Hi all I'm a Prodigy n00b and proud owner and supporter of Prodigy, with a little background into NLP.
My first business problem is company name matching. Let's assume we have 100,000 companies from two separate datasets, from different industries, so canonicalisation is unlikely to work.
Is Prodigy the tool for this? Or should I look at other methods. The concern I have is that through the lens of entity matching this would require a very large number of classes (one per company) and that may not be practical.
Hi! So just to make sure I understand the use case correctly: Do you already have labelled examples or word lists for the comany names you're looking for, or do you also need to find and detect what's a company name, and then resolve them to a distinct ID? For instance, detect that both apple and Apple, Inc in certain contexts are both mentions of the company Apple, Inc.?
It sounds like you have several problems to solve here that might make sense to tackle as separate machine learning tasks:
Finding all company names. This is a more generic named entity recognition task and you can probably take advantage of existing pretrained models or match patterns to help you with the annotation. Workflows you can use in Prodigy are ner.manaul (with --patterns to pre-highlight terms from a list for you), or ner.correct with a pretrained model that highlights ORG entities for you so you only need to correct it. At the end of it, you can train a model that should hopefully be able to find you all mentions of company names with decent accuracy.
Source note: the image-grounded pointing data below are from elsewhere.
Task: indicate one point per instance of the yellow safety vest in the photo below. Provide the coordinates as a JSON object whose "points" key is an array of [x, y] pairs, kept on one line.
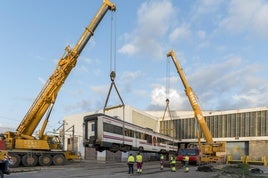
{"points": [[131, 159], [186, 158], [162, 157], [139, 159]]}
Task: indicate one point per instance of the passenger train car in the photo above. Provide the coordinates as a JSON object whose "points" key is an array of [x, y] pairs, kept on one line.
{"points": [[104, 132]]}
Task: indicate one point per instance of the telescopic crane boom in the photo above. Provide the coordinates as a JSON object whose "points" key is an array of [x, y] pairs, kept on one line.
{"points": [[209, 149], [21, 142]]}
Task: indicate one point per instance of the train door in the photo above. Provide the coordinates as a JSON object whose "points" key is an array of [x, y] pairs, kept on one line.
{"points": [[90, 131], [111, 156]]}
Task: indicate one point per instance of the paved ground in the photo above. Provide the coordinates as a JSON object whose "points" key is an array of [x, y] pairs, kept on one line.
{"points": [[100, 169]]}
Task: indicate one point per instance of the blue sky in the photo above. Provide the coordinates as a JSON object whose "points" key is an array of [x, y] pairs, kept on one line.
{"points": [[221, 45]]}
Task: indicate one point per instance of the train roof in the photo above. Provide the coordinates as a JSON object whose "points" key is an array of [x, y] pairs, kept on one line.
{"points": [[117, 118]]}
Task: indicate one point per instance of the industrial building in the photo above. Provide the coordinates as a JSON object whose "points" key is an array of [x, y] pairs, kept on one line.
{"points": [[245, 130]]}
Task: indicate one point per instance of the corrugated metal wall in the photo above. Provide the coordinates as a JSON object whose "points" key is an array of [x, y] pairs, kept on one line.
{"points": [[247, 124]]}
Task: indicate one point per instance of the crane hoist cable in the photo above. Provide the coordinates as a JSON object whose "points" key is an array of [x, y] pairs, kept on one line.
{"points": [[113, 74], [112, 70], [167, 108]]}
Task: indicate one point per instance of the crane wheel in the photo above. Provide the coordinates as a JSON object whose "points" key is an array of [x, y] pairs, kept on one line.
{"points": [[59, 159], [29, 160], [16, 159], [45, 160]]}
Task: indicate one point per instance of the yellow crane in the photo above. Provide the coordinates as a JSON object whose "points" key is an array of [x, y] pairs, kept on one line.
{"points": [[210, 151], [24, 148]]}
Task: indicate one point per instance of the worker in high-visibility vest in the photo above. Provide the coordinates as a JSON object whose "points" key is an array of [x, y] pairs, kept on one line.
{"points": [[162, 161], [139, 162], [173, 163], [186, 162], [130, 162]]}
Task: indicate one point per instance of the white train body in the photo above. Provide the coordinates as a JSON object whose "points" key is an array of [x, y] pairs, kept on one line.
{"points": [[104, 132]]}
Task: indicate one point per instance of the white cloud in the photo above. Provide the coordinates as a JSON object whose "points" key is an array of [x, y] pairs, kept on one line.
{"points": [[180, 33], [201, 34], [159, 96], [42, 80], [247, 15], [152, 24]]}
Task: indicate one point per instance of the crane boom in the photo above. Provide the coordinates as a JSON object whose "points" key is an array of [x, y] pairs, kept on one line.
{"points": [[48, 94], [23, 147], [192, 98]]}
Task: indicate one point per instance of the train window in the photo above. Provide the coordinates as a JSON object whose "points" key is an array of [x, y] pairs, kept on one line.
{"points": [[112, 128], [148, 138], [138, 134], [92, 127], [129, 133], [160, 140], [143, 136]]}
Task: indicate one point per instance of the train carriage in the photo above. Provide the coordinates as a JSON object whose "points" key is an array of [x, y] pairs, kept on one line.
{"points": [[104, 132]]}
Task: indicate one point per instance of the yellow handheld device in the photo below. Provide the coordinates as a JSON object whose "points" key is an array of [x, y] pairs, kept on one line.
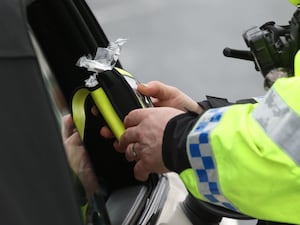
{"points": [[114, 94]]}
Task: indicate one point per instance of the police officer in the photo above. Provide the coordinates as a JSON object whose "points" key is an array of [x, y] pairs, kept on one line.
{"points": [[244, 157]]}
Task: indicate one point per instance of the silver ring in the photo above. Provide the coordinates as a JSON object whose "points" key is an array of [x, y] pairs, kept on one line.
{"points": [[134, 153]]}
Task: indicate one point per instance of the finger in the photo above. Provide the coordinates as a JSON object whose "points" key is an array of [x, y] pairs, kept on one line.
{"points": [[141, 173], [135, 116], [131, 153], [74, 139], [128, 137], [106, 132], [68, 126], [155, 89]]}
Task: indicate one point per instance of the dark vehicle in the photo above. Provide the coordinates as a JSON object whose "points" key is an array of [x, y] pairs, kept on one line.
{"points": [[40, 43]]}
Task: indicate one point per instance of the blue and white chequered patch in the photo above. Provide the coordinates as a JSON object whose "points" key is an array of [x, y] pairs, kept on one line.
{"points": [[202, 160]]}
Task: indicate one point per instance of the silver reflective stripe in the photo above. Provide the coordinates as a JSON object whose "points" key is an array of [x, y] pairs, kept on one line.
{"points": [[281, 124], [202, 160]]}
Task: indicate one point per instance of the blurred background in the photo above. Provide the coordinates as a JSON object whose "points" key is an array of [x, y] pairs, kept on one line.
{"points": [[181, 42]]}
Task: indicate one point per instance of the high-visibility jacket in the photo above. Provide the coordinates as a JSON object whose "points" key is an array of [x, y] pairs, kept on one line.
{"points": [[244, 157]]}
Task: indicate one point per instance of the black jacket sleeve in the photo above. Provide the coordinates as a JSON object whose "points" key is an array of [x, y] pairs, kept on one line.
{"points": [[176, 132], [174, 141]]}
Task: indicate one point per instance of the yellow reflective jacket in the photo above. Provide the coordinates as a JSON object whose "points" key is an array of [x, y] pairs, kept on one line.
{"points": [[246, 157]]}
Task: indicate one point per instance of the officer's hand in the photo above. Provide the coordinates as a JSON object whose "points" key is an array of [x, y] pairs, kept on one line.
{"points": [[168, 96], [142, 139]]}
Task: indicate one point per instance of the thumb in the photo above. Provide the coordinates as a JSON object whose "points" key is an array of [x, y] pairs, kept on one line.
{"points": [[154, 89]]}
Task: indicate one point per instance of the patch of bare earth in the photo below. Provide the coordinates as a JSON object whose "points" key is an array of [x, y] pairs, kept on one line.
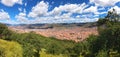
{"points": [[72, 33]]}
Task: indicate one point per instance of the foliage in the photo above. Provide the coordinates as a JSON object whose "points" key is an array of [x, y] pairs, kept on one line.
{"points": [[10, 49]]}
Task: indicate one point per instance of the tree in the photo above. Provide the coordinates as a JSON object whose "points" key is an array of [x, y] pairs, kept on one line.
{"points": [[10, 49]]}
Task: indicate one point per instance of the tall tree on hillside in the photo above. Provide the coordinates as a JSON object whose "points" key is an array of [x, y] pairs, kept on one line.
{"points": [[113, 16]]}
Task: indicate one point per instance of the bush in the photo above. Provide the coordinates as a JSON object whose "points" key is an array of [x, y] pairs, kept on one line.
{"points": [[10, 49]]}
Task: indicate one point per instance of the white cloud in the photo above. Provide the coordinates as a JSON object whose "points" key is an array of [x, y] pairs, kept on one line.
{"points": [[39, 10], [116, 8], [21, 17], [60, 14], [105, 2], [92, 9], [4, 15], [20, 9], [11, 2]]}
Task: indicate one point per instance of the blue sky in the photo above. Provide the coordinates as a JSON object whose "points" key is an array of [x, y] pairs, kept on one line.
{"points": [[55, 11]]}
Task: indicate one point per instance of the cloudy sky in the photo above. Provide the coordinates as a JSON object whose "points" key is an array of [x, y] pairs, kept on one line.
{"points": [[55, 11]]}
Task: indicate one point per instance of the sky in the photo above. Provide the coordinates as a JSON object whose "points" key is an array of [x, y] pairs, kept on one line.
{"points": [[55, 11]]}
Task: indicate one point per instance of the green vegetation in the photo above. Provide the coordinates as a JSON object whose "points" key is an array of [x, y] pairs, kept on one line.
{"points": [[10, 49], [106, 44]]}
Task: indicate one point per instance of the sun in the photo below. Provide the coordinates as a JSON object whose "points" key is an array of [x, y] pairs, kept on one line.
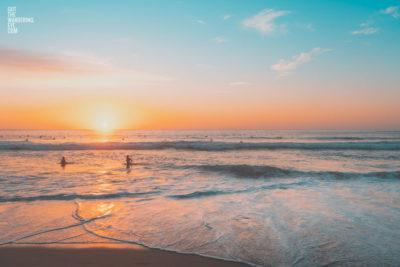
{"points": [[104, 125]]}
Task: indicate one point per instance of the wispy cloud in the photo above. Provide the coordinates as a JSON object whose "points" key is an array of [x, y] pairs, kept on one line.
{"points": [[239, 83], [35, 68], [392, 10], [286, 67], [366, 31], [264, 21], [220, 40]]}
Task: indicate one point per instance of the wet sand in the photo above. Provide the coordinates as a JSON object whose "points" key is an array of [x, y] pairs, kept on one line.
{"points": [[100, 255]]}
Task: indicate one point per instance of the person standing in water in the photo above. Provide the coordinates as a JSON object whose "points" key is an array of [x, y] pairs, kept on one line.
{"points": [[63, 162], [128, 161]]}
Named entity disambiguation and or entity linking. Given a company name, you want to know the instance of the real-world object it maps to – for instance, an ID in your knowledge base. As you already noted in your post, solving this as a sequence tagging problem with one label per company isn't feasible. You typically want to predict IDs for given entity spans predicted by your entity recognizer. You can also create training data for this in Prodigy, by going over the ORG entities predicted by the model and selecting the correct knowledge base entry from a set of candiates.